The inflorescence is a slender raceme, 10-45 cm long with 25–70 flowers per stem. When fruiting the pedicel is 5-12 mm long. The smooth calyx lobes are 3-5 mm long and 0.5-1 cm wide. The individual violet-blue flower petals are 7-12 mm long. The seed capsules are egg-shaped 4.5-8.5 mm long and 2.8-3.5 mm wide. Capsules are barely flattened, dull, and either rounded or sharply pointed. Flowering occurs from October to February.

==Taxonomy and naming==
Robert Brown first formally described the species in 1810, using V. perfoliata, in the botanical survey Prodromus Florae Novae Hollandiae. Constantine Rafinesque, Barbara Briggs and Friedrich Ehrendorfer changed the name to Parahebe perfoliata or Derwentia perfoliata, but the changes have not been accepted by the Australian Plant Census. The specific epithet (perfoliata) refers to the plant having "perfoliate" leaves, where the stem appears to be passing through the leaves. The common name "digger's speedwell" derives from a belief that the species is a reliable indicator of the presence of gold. "Speedwell" is a name for several species of veronica.

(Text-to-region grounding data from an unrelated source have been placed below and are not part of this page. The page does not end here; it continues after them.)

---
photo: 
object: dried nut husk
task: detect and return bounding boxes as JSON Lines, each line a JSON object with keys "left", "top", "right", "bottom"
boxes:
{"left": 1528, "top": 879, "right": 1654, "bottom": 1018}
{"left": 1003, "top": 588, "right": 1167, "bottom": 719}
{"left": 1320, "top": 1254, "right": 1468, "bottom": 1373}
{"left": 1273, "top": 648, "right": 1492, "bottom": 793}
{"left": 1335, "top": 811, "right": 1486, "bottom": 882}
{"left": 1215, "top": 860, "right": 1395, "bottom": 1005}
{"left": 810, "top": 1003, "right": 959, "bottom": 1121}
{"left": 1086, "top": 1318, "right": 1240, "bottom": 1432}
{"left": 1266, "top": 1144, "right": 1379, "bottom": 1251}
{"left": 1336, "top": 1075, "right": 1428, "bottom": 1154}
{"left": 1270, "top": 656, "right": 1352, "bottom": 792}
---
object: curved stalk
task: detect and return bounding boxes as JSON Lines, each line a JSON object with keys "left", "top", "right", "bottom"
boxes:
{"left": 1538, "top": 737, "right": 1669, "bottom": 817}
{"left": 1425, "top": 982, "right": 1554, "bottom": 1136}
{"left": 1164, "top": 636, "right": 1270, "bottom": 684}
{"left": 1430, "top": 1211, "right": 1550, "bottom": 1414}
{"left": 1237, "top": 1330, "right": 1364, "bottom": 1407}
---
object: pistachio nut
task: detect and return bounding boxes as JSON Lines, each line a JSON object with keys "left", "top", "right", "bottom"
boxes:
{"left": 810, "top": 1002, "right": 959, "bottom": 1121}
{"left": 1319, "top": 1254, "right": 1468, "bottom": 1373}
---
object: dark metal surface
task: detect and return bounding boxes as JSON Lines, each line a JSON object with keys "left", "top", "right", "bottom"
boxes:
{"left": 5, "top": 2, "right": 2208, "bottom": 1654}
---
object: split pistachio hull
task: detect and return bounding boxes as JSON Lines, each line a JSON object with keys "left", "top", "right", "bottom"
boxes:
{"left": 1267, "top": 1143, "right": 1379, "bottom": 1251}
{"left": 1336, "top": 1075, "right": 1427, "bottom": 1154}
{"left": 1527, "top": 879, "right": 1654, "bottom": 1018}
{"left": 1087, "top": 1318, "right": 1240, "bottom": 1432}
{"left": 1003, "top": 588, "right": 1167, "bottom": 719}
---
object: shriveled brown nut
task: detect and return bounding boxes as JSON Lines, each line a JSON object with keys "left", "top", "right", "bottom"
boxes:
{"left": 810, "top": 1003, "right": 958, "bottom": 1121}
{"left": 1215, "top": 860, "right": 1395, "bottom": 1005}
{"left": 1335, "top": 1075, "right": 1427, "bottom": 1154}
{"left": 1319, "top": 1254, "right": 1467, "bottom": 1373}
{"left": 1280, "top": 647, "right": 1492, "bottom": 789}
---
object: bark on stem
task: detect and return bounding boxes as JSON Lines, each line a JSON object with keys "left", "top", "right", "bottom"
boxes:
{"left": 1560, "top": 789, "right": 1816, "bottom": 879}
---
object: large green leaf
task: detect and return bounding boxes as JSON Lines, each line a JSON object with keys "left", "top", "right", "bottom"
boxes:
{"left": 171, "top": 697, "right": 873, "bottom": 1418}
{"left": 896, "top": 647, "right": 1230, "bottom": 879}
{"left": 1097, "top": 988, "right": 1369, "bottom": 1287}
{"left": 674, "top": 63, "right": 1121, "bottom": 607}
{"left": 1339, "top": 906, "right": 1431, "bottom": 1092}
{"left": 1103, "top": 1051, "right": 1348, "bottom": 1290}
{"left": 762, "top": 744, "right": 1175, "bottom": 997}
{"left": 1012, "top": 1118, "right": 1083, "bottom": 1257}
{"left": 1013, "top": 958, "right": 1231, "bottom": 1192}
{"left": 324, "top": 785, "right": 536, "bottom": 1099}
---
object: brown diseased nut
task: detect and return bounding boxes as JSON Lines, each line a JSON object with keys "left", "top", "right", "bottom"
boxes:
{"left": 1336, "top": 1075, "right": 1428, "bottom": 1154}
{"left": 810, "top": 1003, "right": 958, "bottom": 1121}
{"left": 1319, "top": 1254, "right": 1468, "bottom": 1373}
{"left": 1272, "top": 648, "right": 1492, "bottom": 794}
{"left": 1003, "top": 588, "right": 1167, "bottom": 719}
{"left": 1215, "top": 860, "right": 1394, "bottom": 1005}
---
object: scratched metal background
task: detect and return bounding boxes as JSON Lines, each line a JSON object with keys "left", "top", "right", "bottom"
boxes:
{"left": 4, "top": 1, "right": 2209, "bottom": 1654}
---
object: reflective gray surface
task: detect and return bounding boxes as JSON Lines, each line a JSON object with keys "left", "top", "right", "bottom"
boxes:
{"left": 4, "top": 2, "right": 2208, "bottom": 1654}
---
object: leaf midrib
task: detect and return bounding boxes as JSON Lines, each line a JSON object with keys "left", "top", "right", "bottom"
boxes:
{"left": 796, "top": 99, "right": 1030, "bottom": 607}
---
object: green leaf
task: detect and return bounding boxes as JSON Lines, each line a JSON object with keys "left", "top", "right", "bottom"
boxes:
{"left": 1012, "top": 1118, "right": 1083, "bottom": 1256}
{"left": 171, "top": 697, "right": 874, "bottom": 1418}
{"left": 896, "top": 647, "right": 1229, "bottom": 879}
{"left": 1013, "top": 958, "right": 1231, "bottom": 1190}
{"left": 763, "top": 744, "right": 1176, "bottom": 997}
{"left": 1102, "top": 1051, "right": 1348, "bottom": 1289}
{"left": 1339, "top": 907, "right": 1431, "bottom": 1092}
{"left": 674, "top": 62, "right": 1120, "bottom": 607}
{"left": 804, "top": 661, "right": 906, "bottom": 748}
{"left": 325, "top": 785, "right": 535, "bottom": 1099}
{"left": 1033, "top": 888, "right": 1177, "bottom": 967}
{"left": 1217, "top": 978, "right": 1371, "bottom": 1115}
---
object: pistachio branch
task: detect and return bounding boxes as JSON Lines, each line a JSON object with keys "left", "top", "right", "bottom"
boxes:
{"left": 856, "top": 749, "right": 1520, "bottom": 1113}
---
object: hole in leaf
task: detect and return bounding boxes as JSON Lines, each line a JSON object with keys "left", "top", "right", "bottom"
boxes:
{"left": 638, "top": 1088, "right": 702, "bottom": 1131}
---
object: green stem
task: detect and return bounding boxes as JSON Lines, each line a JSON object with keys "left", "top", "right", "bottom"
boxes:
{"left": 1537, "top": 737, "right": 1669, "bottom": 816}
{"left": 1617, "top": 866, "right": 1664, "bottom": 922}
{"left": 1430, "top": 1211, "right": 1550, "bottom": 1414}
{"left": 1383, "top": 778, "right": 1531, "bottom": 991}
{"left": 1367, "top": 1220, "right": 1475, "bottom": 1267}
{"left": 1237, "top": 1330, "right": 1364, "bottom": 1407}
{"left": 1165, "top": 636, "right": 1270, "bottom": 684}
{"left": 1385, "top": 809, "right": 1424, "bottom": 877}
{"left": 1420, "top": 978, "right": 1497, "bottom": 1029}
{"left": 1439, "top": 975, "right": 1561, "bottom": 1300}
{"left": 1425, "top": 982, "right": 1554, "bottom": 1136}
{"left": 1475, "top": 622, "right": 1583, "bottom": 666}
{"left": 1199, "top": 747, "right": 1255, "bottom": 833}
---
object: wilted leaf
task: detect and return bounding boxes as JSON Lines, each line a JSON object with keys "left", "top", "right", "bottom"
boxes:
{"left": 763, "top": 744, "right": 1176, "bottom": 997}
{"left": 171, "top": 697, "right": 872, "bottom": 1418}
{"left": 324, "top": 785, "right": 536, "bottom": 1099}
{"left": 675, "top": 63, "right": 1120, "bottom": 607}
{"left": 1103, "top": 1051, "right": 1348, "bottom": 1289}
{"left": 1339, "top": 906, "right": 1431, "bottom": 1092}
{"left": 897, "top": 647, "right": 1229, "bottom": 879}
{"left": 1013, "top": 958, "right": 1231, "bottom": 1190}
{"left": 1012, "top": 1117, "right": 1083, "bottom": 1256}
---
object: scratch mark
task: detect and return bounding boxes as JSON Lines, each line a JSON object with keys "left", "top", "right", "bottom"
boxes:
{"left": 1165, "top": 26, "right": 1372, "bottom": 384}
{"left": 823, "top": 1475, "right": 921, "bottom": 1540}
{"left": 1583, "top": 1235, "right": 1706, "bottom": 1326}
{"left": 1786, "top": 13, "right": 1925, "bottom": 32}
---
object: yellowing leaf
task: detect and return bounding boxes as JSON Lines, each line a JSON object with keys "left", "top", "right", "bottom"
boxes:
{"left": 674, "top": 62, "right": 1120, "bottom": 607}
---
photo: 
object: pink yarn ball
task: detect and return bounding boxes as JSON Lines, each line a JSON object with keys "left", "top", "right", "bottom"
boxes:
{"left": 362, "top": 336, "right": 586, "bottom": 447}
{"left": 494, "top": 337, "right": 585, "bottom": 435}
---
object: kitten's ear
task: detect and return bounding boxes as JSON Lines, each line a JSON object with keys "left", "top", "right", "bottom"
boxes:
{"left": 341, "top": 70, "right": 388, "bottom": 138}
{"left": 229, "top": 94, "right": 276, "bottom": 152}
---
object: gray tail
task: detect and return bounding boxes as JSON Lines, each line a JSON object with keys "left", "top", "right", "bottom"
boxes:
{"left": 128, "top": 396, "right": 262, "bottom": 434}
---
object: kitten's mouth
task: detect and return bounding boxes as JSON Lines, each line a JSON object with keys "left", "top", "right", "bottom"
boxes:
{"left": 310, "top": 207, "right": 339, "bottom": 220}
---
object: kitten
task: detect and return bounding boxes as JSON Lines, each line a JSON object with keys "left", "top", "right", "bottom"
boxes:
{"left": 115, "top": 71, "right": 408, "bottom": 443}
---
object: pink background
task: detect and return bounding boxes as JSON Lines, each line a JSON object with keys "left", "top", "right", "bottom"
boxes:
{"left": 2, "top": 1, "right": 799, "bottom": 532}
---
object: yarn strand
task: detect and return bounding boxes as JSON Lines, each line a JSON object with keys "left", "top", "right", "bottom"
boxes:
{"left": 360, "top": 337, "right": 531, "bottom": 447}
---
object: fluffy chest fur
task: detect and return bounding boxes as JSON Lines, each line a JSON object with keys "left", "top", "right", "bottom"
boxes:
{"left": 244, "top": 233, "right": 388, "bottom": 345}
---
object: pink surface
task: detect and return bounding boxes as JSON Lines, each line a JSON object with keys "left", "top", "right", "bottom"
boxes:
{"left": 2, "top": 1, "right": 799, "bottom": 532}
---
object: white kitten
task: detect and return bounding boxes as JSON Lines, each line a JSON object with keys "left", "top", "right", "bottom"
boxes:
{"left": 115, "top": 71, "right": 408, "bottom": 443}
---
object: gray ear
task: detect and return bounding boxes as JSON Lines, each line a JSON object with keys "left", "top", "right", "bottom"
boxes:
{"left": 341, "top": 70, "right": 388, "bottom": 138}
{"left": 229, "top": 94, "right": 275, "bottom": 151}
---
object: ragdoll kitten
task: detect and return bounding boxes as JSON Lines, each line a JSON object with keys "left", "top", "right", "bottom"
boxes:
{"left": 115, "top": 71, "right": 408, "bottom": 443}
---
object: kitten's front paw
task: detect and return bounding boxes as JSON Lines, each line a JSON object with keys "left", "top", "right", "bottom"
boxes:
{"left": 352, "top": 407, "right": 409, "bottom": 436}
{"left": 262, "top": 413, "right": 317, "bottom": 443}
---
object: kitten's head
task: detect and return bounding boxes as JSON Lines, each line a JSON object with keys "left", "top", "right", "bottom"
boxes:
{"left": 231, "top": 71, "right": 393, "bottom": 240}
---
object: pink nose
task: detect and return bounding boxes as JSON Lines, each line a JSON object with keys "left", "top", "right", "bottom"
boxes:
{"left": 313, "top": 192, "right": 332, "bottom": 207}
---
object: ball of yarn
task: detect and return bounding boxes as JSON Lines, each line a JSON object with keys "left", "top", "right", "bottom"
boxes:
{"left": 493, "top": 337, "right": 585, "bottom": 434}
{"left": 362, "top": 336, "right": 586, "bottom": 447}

==Distribution and habitat==
Digger's speedwell grows at higher altitudes between 530-1780 m high in mountainous meadows, heath, eucalypt forest, and woodland in New South Wales, the Australian Capital Territory, and Victoria. It grows in similar areas to V. derwentiana but in shallow, often rocky soil on steep slopes rather than deeper soils in shaded sites. The broad range of the species contrasts with the belief that it indicates the presence of gold.